Loading Now

Summary of Imitate Before Detect: Aligning Machine Stylistic Preference For Machine-revised Text Detection, by Jiaqi Chen et al.


Imitate Before Detect: Aligning Machine Stylistic Preference for Machine-Revised Text Detection

by Jiaqi Chen, Xiaoye Zhu, Tianyang Liu, Ying Chen, Xinhui Chen, Yiwen Yuan, Chak Tou Leong, Zuchao Li, Tang Long, Lei Zhang, Chenyu Yan, Guanghao Mei, Jie Zhang, Lefei Zhang

First submitted to arxiv on: 11 Dec 2024

Categories

  • Main: Computation and Language (cs.CL)
  • Secondary: Artificial Intelligence (cs.AI); Cryptography and Security (cs.CR)

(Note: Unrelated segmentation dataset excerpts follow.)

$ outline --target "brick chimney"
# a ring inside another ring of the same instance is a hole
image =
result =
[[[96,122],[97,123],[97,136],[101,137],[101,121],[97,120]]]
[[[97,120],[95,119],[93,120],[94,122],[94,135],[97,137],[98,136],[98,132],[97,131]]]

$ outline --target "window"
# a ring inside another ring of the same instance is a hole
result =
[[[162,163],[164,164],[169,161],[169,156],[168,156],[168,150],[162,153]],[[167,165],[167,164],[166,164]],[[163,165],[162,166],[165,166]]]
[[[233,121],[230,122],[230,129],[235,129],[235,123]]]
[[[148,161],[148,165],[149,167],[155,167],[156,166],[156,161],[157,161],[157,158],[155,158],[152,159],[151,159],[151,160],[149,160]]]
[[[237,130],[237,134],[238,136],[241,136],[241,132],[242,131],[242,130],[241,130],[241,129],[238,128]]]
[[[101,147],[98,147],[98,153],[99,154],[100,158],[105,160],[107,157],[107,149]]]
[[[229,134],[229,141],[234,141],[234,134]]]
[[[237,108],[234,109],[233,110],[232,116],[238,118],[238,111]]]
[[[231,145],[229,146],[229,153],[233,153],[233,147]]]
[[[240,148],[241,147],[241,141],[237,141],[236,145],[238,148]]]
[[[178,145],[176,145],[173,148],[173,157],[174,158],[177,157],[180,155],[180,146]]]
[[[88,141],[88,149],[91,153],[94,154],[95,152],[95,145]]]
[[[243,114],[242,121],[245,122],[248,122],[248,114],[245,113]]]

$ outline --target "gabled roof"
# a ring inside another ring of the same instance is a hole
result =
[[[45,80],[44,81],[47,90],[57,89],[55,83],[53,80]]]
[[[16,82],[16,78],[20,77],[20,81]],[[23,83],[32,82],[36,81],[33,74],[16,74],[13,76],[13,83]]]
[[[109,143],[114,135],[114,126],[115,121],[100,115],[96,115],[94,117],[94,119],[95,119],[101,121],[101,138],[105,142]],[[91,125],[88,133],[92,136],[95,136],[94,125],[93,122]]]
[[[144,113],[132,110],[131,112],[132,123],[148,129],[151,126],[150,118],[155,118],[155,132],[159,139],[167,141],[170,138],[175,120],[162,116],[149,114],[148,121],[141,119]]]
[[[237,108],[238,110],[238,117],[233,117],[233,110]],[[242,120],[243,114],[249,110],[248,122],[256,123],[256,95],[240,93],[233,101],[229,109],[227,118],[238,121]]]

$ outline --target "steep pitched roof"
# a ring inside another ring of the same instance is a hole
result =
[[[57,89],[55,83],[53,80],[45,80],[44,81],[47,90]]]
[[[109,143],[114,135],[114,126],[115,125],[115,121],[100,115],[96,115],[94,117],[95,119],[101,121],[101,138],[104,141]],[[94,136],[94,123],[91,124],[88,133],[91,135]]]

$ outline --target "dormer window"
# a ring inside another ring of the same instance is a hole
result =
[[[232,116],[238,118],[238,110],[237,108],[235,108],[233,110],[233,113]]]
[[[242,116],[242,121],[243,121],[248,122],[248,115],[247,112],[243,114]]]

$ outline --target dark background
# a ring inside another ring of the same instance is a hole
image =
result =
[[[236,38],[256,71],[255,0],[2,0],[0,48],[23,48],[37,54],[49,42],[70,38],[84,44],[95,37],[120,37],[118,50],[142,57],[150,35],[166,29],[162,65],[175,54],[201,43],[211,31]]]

     Abstract of paper      PDF of paper


GrooveSquid.com Paper Summaries

GrooveSquid.com’s goal is to make artificial intelligence research accessible by summarizing AI papers in simpler terms. Each summary below covers the same AI paper, written at different levels of difficulty. The medium difficulty and low difficulty versions are original summaries written by GrooveSquid.com, while the high difficulty version is the paper’s original abstract. Feel free to learn from the version that suits you best!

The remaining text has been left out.